7.12.2012

Artist13: Jean Tinguely

Jean Tinguely, unlike many artists, spent a lot oftime both creating and destroying. The Swiss-born sculptor communicated his concepts through metamechanics - kinetic mechanical sculptures. His intricate, and often colossal, machines work in classic steampunk fashion with complex networks or metal and wire often performing comically simple and clumsy tasks. He used his machines in traditional Dada fashion, criticizing and satirizing the military-industrial complex in its similarly clumsy functions as well as the inevitable collapse of the modern industry and society as it grew and germinated in an unsustainable fashion.

His sculptures often self-destructed to communicate Tinguely's projections of the coming self-destruction of the current status quo. His most famous of these self-destructing machines was his Homage to New York:

The machine, decomposing into bent metal and broken wire and consuming itself in flame and smoke, drew parallels to the massive machine that is future New York as its industrial clockwork violently shut down under its own weight and complexity.

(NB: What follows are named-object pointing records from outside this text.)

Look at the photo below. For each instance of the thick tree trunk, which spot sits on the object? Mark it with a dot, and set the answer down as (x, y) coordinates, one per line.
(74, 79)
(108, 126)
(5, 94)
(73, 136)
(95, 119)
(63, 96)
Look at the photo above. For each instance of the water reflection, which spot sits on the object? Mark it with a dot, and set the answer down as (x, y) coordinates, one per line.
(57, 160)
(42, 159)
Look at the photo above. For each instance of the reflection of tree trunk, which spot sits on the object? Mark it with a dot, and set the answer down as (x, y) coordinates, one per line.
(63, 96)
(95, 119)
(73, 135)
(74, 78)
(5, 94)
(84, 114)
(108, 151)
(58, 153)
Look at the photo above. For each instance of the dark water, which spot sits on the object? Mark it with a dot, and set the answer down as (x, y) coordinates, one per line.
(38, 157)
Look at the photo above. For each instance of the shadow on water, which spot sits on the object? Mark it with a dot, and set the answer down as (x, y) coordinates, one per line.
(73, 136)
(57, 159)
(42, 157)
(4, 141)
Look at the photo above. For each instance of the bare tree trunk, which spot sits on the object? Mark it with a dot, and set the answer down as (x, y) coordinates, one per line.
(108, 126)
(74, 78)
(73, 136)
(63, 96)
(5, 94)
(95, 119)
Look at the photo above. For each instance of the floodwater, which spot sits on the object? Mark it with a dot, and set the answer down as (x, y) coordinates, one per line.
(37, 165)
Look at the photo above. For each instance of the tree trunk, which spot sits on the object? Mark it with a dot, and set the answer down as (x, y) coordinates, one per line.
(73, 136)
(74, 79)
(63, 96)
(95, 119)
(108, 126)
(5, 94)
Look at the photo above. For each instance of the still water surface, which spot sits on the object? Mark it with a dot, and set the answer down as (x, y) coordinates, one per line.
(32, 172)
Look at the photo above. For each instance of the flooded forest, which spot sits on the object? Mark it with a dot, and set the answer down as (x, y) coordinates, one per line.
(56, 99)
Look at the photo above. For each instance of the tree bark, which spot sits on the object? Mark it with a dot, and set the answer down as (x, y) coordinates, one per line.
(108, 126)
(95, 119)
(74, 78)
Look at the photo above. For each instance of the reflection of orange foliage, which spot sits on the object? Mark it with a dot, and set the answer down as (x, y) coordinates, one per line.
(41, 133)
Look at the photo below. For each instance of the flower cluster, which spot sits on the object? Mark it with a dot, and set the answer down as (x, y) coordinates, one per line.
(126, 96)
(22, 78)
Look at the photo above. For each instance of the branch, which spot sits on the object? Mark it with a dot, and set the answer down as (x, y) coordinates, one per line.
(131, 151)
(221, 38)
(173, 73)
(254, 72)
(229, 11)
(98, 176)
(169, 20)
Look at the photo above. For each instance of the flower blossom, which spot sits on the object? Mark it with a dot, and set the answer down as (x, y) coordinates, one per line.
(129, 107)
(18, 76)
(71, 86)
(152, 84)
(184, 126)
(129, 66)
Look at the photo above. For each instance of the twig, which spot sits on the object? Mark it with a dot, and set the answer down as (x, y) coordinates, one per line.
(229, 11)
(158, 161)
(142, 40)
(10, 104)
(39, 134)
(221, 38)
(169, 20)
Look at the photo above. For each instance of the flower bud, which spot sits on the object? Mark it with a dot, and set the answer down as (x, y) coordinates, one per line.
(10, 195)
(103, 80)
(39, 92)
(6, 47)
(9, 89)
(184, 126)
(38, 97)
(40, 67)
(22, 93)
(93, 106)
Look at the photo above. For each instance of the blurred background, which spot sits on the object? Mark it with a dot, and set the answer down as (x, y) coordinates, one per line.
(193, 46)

Tinguely's cautionary tales for society, told using his kinetic sculptures, function as reminders to constantly question to status quo and repercussions therein. Although the complete bombastic destruction of current society according to Tinguely's predictions for the future haven't occurred (at least not yet), his message will remain relevant as we grow and change exponential faster. His call for the need for sustainability and, if nothing else, criticism of modern civilization , is necessary to manage such rapid and abrupt change. A self-aware and cautious society with the capacity for collective introspection was perhaps what Tinguley was trying to push humanity towards with his visceral and violent machines.